O presidente americano, Donald Trump, declarou há alguns dias que vai pedir aos europeus que paguem pela ajuda concedida por Washington à Ucrânia por seu antecessor, Joe Biden.

Desde seu retorno à Casa Branca, o republicano exige que os parceiros europeus aumentem os gastos para ajudar a Ucrânia no conflito com a Rússia.

- Sanções contra Moscou -

Na véspera do anúncio, Trump assinou uma lei que pretende aumentar as sanções contra Moscou.

Kiev, a capital da Ucrânia, tem sofrido uma intensificação dos ataques russos, que seu Exército não consegue impedir devido à falta de munição de seus sistemas de defesa.

A legislação tem como alvo os setores de energia e de defesa da Rússia, assim como o presidente Vladimir Putin e outros funcionários de alto escalão.

O presidente ucraniano, Volodimir Zelensky, agradeceu aos congressistas americanos pela aprovação da lei, que, escreveu na rede social X, é "uma ferramenta extremamente poderosa que pode deter esta guerra terrorista e levar a Rússia ao ponto em que tenha de fazer a paz".

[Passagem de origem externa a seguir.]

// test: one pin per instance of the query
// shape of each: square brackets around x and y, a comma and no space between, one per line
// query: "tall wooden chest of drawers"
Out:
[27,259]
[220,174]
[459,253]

A lei também visa a chamada 'frota fantasma' de petroleiros de Moscou, usada para contornar as sanções ocidentais, e concede a Trump autoridade para impor tarifas de até 100% aos principais compradores de petróleo e gás russos.

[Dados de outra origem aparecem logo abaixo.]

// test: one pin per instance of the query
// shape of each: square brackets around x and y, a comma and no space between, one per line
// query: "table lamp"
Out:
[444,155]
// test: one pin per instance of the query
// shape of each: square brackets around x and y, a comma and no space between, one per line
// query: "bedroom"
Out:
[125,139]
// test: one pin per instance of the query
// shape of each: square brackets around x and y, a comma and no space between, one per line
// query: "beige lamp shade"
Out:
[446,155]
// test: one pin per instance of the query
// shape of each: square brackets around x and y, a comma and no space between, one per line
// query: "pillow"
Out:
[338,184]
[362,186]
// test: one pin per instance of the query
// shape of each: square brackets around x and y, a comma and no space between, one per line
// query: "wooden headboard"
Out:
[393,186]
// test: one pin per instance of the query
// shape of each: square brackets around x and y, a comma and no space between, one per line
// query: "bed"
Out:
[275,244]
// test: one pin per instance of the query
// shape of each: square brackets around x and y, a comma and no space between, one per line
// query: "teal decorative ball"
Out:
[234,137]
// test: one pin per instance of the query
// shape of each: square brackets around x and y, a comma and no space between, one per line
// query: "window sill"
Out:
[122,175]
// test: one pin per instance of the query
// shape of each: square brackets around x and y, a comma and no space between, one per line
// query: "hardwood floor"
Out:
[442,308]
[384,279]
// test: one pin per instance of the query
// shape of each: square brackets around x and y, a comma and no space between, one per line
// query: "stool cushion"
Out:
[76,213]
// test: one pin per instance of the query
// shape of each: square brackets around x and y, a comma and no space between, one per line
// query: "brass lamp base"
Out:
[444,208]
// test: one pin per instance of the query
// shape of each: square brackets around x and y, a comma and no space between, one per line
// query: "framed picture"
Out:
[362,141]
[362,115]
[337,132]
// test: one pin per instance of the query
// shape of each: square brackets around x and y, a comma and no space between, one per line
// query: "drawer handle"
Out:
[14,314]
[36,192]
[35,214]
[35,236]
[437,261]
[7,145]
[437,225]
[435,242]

A medida, que poderia afetar China e Índia, reforça a estratégia de cortar as receitas que financiam a guerra de Moscou.

O Ministério do Comércio da China reagiu neste sábado e afirmou que se reserva o direito "de tomar todas as medidas necessárias para salvaguardar firmemente a soberania nacional e os interesses de desenvolvimento da China, assim como os direitos e interesses legítimos e justos das empresas chinesas".

A Índia afirmou na quinta-feira que continuará comprando petróleo "por meio de uma diversificação de fontes".

Nova Délhi — que considera a Rússia um de seus parceiros estratégicos mais importantes — contornou a crise energética desencadeada pelo conflito entre Estados Unidos e Irã recorrendo, em parte, a Moscou, apesar da pressão dos países ocidentais.

A nova lei americana pode ser aplicada a pessoas e empresas que apoiem as Forças Armadas russas e ampliaria as sanções relacionadas com o Irã.